In our work, we illustrate that, as a rule of thumb, pre-training can mitigate the former failure mode, but not the latter. Intuitively, pre-training can help with extrapolation by providing features that generalize across environments. However, when they are fine-tuned, pre-trained models are just as susceptible to learning undesirable biases as models trained from scratch.
How can we harness pre-training to develop robust models?
Let’s now try to apply this rule of thumb to develop a robust hair color classification model! We’ll be working with CelebA, a dataset of celebrity faces. In this dataset, hair color is spuriously correlated with other attributes (especially gender). For example, 24% of females are blond, while only 2% of males are blond.
If we naively train a model on this dataset, it will be biased towards predicting females as blond and males as non-blond. When we measure the worst-group accuracy—the minimum accuracy across blond females, blond males, non-blond females and non-blond males—we find that models trained from scratch on this dataset severely underperform on certain groups.

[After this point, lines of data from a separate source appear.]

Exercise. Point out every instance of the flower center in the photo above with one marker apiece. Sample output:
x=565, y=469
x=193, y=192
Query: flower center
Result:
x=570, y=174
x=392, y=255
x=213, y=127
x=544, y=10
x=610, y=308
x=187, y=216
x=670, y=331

To visualize this, we plot the worst-group accuracy of models against their standard accuracy. We’d like worst-group accuracy to be close to standard accuracy; this would mean that a model performs similarly across groups. However, the worst-group accuracies of baseline models are well below their standard accuracies.
How can we solve this problem? Let’s first try fine-tuning a pre-trained model. We’ll measure its effective robustness (ER): the increase in worst-group accuracy over the baseline of models trained from scratch. Unfortunately, pre-training does not seem to help much.
This is consistent with our previous finding that pre-training cannot address harmful biases in the reference dataset. How then can we avoid these dataset biases? One option is to curate a de-biased dataset in which hair color is uncorrelated with other attributes.
We’re now faced with another challenge: curating a large, diverse and de-biased dataset might be really difficult and/or resource-intensive. This time, though, pre-training can help! If we can rely on pre-training for extrapolation, we might only need a small, non-diverse fine-tuning dataset, which would be more feasible to de-bias. Let’s try to create such a de-biased fine-tuning dataset.
To ensure that hair color is uncorrelated with other attributes, we pair real images from CelebA with synthesized “counterfactual examples” of the opposite class. These counterfactuals depict the same individual but with a different hair color. Hence, attributes besides hair color are equally represented among the blond and non-blond populations. We restrict this dataset to just 64 examples and only females to illustrate that it does not need to be large or diverse.
When we fine-tune a pre-trained model on this curated dataset, we obtain a robust and performant model!
Finally, note that pre-training is crucial to make this strategy work; when we train models from scratch on our curated dataset, they are substantially less robust and performant, even with (a lot) more examples!
Conclusion
In this post, we apply our intuition about how pre-training can improve robustness to develop a robust model for hair color classification. More generally, our intuition suggests that when fine-tuning a pre-trained model, carefully curating a small, non-diverse but de-biased dataset can be an effective strategy to develop robust and performant models.